Polgat registers losses of NIS 10 million in Q2
Clothing manufacturer has suffered from maintaining its production lines in Israel
Polgat recorded second-quarter net losses of NIS 10 million, compared to net profits of NIS 200,000 in the same period last year, despite a rise in sales from NIS 122 million in Q2 2000 to NIS 147 million in Q2 2001, the clothing manufacturer reported yesterday.
Second-quarter gross profits fell to 15 percent of revenues, compared to 18.4 percent during the same period last year.
Polgat's equity fell from NIS 255 million to NIS 248 million, but the firm's market price is valued at NIS 100 million.
Castro - another local fashion manufacturer which showed much more impressive Q2 results than Polgat - has stopped investing in production and is concentrating on marketing and brand positioning in Israel. Polgat, however, which closed down its chain of stores to focus on production and exports, has moved in the opposite direction.
Delta and Tefron, two other clothes makers, have realized for a long time that textile production is more suitable for countries where the cost of labor is significantly cheaper, up to tenfold, than in Israel. The two firms have also succeeded to install production facilities in target export countries, thereby avoiding taxes.

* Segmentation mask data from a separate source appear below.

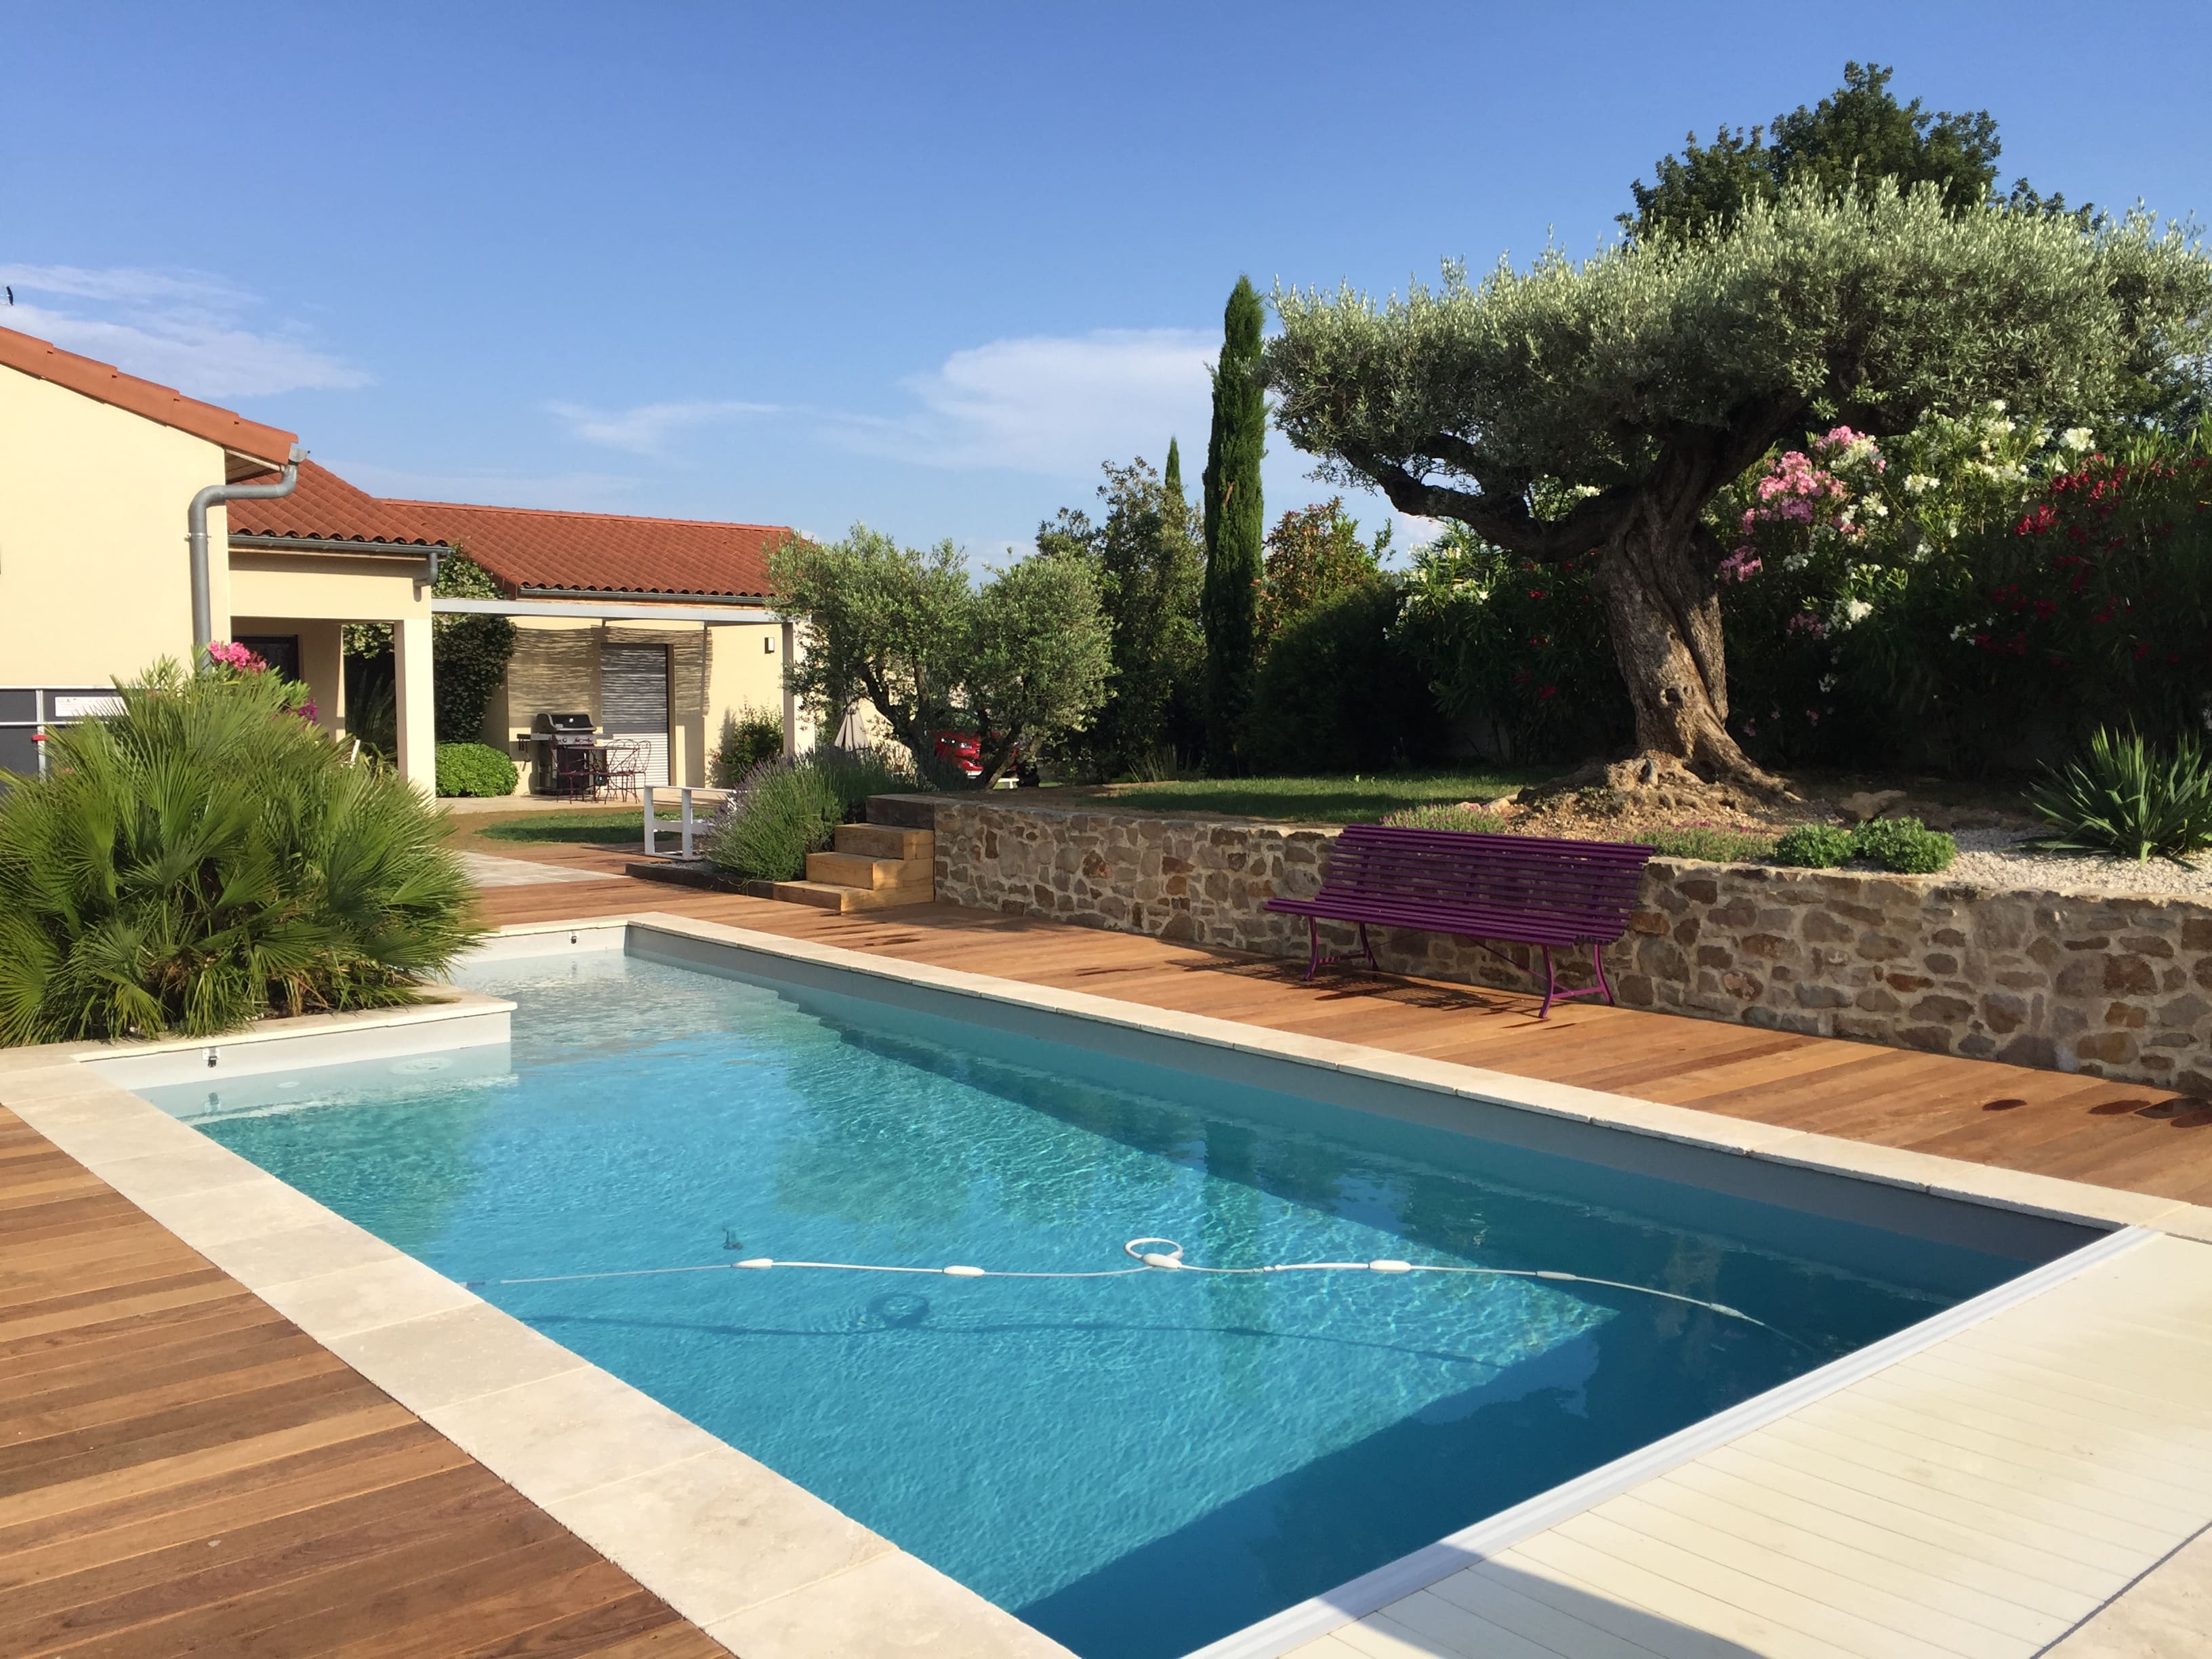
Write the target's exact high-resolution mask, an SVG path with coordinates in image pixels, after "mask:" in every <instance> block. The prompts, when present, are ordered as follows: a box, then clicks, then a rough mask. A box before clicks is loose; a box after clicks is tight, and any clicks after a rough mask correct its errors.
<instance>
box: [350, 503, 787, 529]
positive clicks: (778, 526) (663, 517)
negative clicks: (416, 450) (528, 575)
mask: <svg viewBox="0 0 2212 1659" xmlns="http://www.w3.org/2000/svg"><path fill="white" fill-rule="evenodd" d="M374 500H380V502H385V504H387V507H429V509H447V511H460V513H535V515H540V518H619V520H628V522H630V524H690V526H697V529H723V531H790V529H792V526H790V524H750V522H745V520H734V518H666V515H661V513H602V511H595V509H588V507H493V504H491V502H427V500H416V498H411V495H376V498H374Z"/></svg>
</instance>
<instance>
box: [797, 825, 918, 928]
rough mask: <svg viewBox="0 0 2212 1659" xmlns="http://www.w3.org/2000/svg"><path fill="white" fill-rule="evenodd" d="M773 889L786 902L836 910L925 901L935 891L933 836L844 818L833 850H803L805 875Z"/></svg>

Polgat, on the other hand, still maintains production lines in Israel, and therefore, must deal with minimum wages, taxation and government aid. Only in the last two years has the company relocated some production operations in Egypt, Jordan, Portugal and Turkey, and has closed its Be'er Sheva plant, consolidating operations with its Kiryat Gat factory.
Although Israeli goods sold in Europe are tax-free, Polgat textiles bear a 14 percent tax since the European Union does not recognize Israeli goods not manufactured here.
Polgat announced on Wednesday that unless it receives NIS 6 million from the government, the Kiryat Gat plant will have to be shut down.
The company explained that demand for its products is influenced by the economic situation in target market countries. For example, Polgat's largest customer (46 percent), Marks & Spencer, is having financial difficulties. Israel's 10 percent increase in minimum wages at the beginning of Q2 also has had a significant impact on profitability, the company said.
Polgat is a multinational company focusing on producting and marketing men's wear. The firm's production operations abroad are run through two subsidiaries - Bagir and Guney-Polgat, a recently-founded Turkish company.